Squamish needs to prepare itself for a future serving of police officer salaries, warns an official.
On Tuesday (Jan. 7), District of Squamish council sat down to tackle the 2014 municipal budget, with the largest slice of the pie going to the Squamish RCMP. The policing bill is estimated to come in at $4.5 million.
Policing costs have long plagued the municipality. In 2012, the district’s RCMP payment was bumped into a higher bracket when the community’s population topped 15,000 residents. Starting last year, the district was required to foot 90 per cent of the total contract — 20 per cent more than in 2012 — with the province picking up the rest.
While district officials debate cutting an RCMP administrative position, shaving approximately $66,587 off the 2014 municipal budget, council needs to look long term, Coun. Doug Race said.
The RCMP department currently has 23 officers, two less than in 2009-’10, said Neil Cross, the Sea to Sky regional detachment head. At the same time, the community’s population has rapidly increased, he said, noting Squamish boasts one of the fastest growing populations in B.C.
As a result, Squamish RCMP officers’ case loads are among the highest in B.C., trailing only Penticton and Fort St. John, Cross said. Squamish officers’ workload is 25 per cent above the B.C. average, he noted. Cross estimated the bill per additional officer sits at approximately $180,000.

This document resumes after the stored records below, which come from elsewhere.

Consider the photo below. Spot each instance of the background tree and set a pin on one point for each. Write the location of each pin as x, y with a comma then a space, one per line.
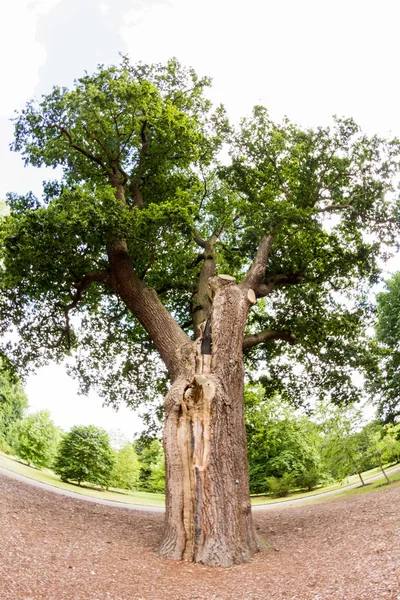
386, 384
280, 442
85, 455
346, 447
36, 439
126, 470
150, 454
163, 252
13, 404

Absorbing the cost of officers is something district officials should start considering, Race said. By 2020, Squamish’s population is anticipated to double. In the future the municipality needs to be prepared to foot the bill for additional police officers, Race said, noting it may soon be time to bite the bullet.
The local police complement won’t necessarily have to double with the population, Coun. Ron Sander noted.
“Everything we are talking about here is adding to the taxpayers,” he added.
Mayor Rob Kirkham added an examination of Squamish’s future police force needs to be on staff’s budgetary priority list.